Why this project matters to me

MLIR.NET sits in a useful middle ground between hobby compiler infrastructure and production-shaped tooling. It is not a compiler for one language. It is infrastructure for building compiler tools around a multi-dialect IR.

The hard parts are the unglamorous ones:

  • preserving tokens and trivia without making semantic code miserable,
  • binding extensible operations while keeping unknown IR intact,
  • evaluating enough TableGen to consume real ODS-style definitions,
  • generating APIs that feel like C# rather than C++ wearing a different coat,
  • deciding when generated code should preserve source spelling and when it should rebuild canonical syntax,
  • making builtin types and attributes generated where possible instead of hand-maintained forever.

Those are the kinds of problems I enjoy because they reward patience.

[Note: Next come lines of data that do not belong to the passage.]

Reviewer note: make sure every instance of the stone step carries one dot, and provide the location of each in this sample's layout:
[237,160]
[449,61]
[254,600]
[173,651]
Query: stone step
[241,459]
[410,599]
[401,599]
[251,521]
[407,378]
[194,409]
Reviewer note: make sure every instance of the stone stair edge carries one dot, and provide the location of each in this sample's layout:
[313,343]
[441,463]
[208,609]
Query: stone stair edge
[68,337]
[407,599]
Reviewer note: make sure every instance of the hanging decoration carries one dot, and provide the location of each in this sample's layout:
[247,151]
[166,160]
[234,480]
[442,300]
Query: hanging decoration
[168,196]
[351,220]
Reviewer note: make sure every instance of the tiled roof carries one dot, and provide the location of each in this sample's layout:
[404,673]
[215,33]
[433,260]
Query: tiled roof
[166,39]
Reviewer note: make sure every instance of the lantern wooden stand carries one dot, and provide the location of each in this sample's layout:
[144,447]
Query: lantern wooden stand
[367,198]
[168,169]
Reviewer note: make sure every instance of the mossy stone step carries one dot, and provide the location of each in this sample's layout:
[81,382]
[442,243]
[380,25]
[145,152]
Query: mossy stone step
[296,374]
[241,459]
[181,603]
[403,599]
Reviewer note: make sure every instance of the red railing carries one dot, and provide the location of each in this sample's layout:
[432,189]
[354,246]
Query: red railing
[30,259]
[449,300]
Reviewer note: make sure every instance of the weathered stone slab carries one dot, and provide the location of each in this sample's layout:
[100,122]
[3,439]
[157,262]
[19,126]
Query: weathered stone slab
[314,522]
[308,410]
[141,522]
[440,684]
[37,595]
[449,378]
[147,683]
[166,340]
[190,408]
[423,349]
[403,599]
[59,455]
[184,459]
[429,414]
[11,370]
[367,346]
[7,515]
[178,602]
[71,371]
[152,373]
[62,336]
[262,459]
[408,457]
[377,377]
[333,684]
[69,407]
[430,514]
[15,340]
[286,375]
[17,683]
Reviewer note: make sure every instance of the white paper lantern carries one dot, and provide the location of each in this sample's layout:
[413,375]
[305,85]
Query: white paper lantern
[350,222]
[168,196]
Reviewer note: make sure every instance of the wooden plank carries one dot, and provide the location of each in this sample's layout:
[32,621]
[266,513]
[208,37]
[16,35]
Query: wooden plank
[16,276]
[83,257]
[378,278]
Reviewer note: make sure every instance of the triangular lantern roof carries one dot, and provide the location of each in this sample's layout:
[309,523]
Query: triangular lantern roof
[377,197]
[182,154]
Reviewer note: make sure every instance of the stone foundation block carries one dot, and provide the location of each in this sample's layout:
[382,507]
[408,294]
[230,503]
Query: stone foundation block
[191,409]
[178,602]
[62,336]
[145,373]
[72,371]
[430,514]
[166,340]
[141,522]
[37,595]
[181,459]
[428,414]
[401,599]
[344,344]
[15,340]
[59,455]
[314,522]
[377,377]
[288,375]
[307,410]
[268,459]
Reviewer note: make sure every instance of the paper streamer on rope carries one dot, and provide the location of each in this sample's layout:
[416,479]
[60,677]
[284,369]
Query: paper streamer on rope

Every layer teaches the next one what shape it needs. The parser teaches the syntax model. The binder teaches the semantic model. ODS teaches the generator. The generated dialects teach the runtime what its extension points should have been.

That feedback loop is the project. MLIR.NET is still becoming itself, but the direction is clear: make MLIR a first-class .NET compiler infrastructure substrate, with typed generated APIs where the dialect is known and faithful syntax-preserving behavior where the tool must respect the text it was given.

The source code is available on GitHub.